Closed Bug 1389300 Opened 4 years ago Closed 4 years ago

stylo: Crash in nsRuleNode::nsRuleNode


(Core :: CSS Parsing and Computation, defect, P1)




Tracking Status
firefox-esr52 --- unaffected
firefox55 --- unaffected
firefox56 --- unaffected
firefox57 --- fixed


(Reporter: mccr8, Assigned: bholley)


(Blocks 1 open bug)


(Keywords: crash, reproducible)

Crash Data


(2 files)

This bug was filed from the Socorro interface and is 
report bp-5763fa78-9707-49e7-a7f6-d36fb0170810.

This is a Windows top crash, on the August 9 Nightly. However, this is from a single installation. But... I was able to actually reproduce this crash, by visiting one of the URLs in the crash reports. Many of the crash reports included a similar URL.

The site this is crashing on is the Kelly Blue Book site: 

Just go to the site and click around a bit, scroll, resize the window maybe, and I was able to reproduce the crash twice. I had to enter a zip code first to interact with the site.

These crashes are all null derefs.
This crash is present on many branches, but it first showed up on Nightly in the 8-9 build.

Here's the change set for that Nightly:

Emilio has a lot of patches in that range. Any ideas about this crash?
Flags: needinfo?(emilio+bugs)
I suspect this is due to
Flags: needinfo?(emilio+bugs)
I'll investigate this one today.
(In reply to Emilio Cobos Álvarez [:emilio] from comment #2)
> I suspect this is due to

The fact that it's a null deref makes this senseless I think... And I haven't been able to repro actually.

Andrew, was this for sure with stylo enabled? That should be a Gecko-only path as far as I can tell.
Flags: needinfo?(continuation)
(In reply to Emilio Cobos Álvarez [:emilio] from comment #4)
> Andrew, was this for sure with stylo enabled? That should be a Gecko-only
> path as far as I can tell.

I have layout.css.servo.enabled set to true. I'm on OSX.

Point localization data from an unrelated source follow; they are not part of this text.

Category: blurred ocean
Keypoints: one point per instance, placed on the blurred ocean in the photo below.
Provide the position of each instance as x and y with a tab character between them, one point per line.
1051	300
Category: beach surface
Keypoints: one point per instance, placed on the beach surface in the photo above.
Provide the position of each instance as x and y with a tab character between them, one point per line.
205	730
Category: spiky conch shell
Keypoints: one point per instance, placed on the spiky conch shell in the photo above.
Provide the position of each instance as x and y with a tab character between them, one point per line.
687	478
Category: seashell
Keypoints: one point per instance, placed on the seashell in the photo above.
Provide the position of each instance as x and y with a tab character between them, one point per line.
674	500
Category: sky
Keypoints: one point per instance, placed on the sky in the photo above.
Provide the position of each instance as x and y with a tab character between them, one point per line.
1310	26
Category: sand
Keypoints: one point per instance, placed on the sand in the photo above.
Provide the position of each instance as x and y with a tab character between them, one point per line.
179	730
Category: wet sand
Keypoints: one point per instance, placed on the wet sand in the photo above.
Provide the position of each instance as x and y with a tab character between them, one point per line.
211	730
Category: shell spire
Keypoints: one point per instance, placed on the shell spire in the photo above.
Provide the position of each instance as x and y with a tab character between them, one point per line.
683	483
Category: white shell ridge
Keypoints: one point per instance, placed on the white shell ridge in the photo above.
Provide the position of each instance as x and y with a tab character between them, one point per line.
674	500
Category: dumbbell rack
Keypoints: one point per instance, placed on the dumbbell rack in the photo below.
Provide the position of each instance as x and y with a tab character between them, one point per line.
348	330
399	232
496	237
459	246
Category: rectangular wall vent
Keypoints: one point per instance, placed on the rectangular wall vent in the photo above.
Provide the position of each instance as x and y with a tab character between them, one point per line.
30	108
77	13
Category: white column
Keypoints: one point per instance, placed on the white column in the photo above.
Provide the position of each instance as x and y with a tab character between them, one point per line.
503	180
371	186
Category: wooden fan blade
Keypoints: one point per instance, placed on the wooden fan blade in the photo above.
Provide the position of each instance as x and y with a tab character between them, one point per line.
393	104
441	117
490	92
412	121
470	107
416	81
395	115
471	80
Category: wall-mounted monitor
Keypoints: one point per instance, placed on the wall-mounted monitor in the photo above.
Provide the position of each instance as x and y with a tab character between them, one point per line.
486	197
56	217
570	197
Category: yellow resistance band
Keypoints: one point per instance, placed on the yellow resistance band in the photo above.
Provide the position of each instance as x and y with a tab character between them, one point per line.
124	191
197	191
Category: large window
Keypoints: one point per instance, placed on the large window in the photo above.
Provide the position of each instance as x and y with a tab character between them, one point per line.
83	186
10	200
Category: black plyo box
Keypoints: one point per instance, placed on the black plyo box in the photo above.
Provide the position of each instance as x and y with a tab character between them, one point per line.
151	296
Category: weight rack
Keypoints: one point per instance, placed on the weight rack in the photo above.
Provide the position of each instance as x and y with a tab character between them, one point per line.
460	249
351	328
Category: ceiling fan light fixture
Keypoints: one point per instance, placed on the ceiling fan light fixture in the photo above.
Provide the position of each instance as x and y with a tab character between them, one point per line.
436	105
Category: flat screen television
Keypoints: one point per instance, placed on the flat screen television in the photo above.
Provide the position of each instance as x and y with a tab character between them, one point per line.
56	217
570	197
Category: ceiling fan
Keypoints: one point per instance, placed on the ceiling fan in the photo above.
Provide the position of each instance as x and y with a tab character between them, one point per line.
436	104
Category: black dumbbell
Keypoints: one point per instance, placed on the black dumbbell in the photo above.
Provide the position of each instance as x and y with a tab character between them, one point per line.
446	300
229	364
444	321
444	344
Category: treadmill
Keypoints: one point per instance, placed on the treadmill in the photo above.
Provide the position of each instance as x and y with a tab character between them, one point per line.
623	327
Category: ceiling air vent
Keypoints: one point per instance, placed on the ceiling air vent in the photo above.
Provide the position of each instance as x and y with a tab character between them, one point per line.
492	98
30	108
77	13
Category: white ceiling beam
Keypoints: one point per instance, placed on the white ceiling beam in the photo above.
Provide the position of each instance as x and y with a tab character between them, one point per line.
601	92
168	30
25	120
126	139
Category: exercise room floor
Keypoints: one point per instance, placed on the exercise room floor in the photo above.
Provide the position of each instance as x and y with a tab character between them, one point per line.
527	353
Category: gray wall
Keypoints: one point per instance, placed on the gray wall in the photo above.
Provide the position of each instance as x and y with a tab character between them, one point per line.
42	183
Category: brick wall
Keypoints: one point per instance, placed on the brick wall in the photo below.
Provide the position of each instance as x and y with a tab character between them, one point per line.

I'm seeing stuff like "experiments":{"pref-flip-quantum-css-style-r1-1381147":{"branch":"stylo"} in the crash reports. I don't know if that indicates Stylo is enabled or not.
Flags: needinfo?(continuation)
I can still reproduce this on an 8-11 build. It doesn't happen immediately, but I can do it fairly quickly. I can bisect this today and see if that helps.
(In reply to Andrew McCreight [:mccr8] from comment #5)
> I'm seeing stuff like
> "experiments":{"pref-flip-quantum-css-style-r1-1381147":{"branch":"stylo"}
> in the crash reports. I don't know if that indicates Stylo is enabled or not.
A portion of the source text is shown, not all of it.